Davis, Hilary Anne (2019). The Mormon Mission in Herefordshire and Neighbouring Counties, 1840 to 1841. Student dissertation for The Open University module A826 MA History part 2.

This dissertation was produced by a student studying the Open University postgraduate module A826 MA History part 2. The research showcased here achieved a distinction.
Please note that this student dissertation is made available in the format that it was submitted for examination, thus the author has not been able to correct errors and/or departures from academic standards in areas such as referencing.
Copyright resides with the author.


This study focusses on the Mormon mission to Britain in the nineteenth century, specifically the time spent in Herefordshire and on the borders of Worcestershire and Gloucestershire in 1840 to 1841. This mission was remarkable because of the speed with which an estimated 1800 rural folk were ready to be baptised into a new form of Christianity and because of the subsequent emigration of many of them to America.

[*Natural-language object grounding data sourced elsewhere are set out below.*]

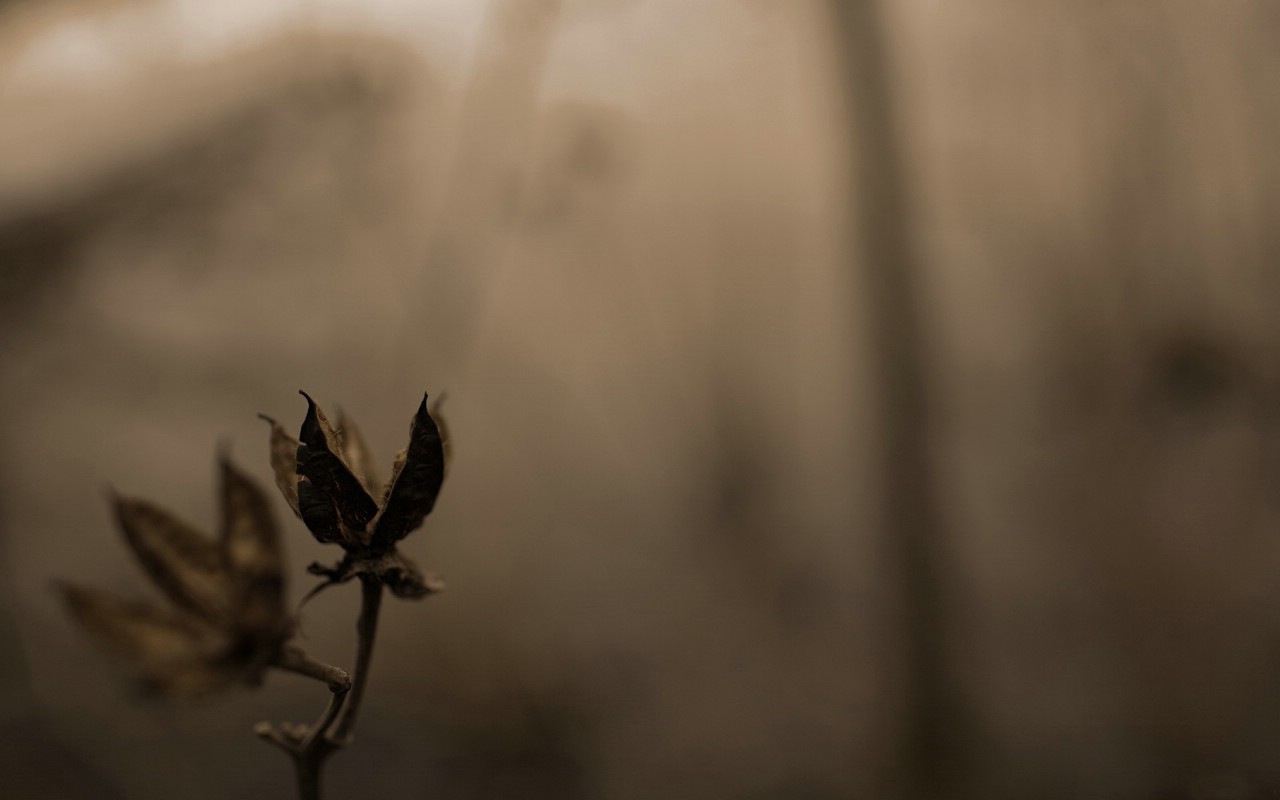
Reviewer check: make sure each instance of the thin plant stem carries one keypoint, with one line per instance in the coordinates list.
(311, 745)
(293, 659)
(366, 631)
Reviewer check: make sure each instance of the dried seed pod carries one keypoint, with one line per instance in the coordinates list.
(225, 620)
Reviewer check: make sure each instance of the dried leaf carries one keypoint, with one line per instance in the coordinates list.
(416, 484)
(284, 462)
(356, 455)
(181, 561)
(332, 501)
(251, 544)
(173, 652)
(405, 579)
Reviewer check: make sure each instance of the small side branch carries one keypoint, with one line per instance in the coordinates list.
(366, 632)
(293, 659)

This investigation examines the religious, social and economic context in which conversion and emigration were particularly attractive to people in this area. Following an opening chapter that sets the geographical and social scene of Victorian Herefordshire in the national context, the study asks what were the religious affiliations prior to conversion and what were the occupations, social status and educational level of the converts that combined to make them ripe for conversion. Particular reference is made to the United Brethren, a breakaway group of former Primitive Methodists, from which many of the converts were drawn. Journal entries made by the principal missionary and testimonies of the converts themselves describe their experiences of the mission, including the opposition they faced, with tracts and newspaper items of the time evidencing the hostility they encountered.

The study concludes that the converts were already religious, mainly working class people and that conversion was not undertaken in a vacuum but resulted from a combination of societal background and the appeal not only of the Mormon message but also of the powerful way in which it was delivered to a rural community.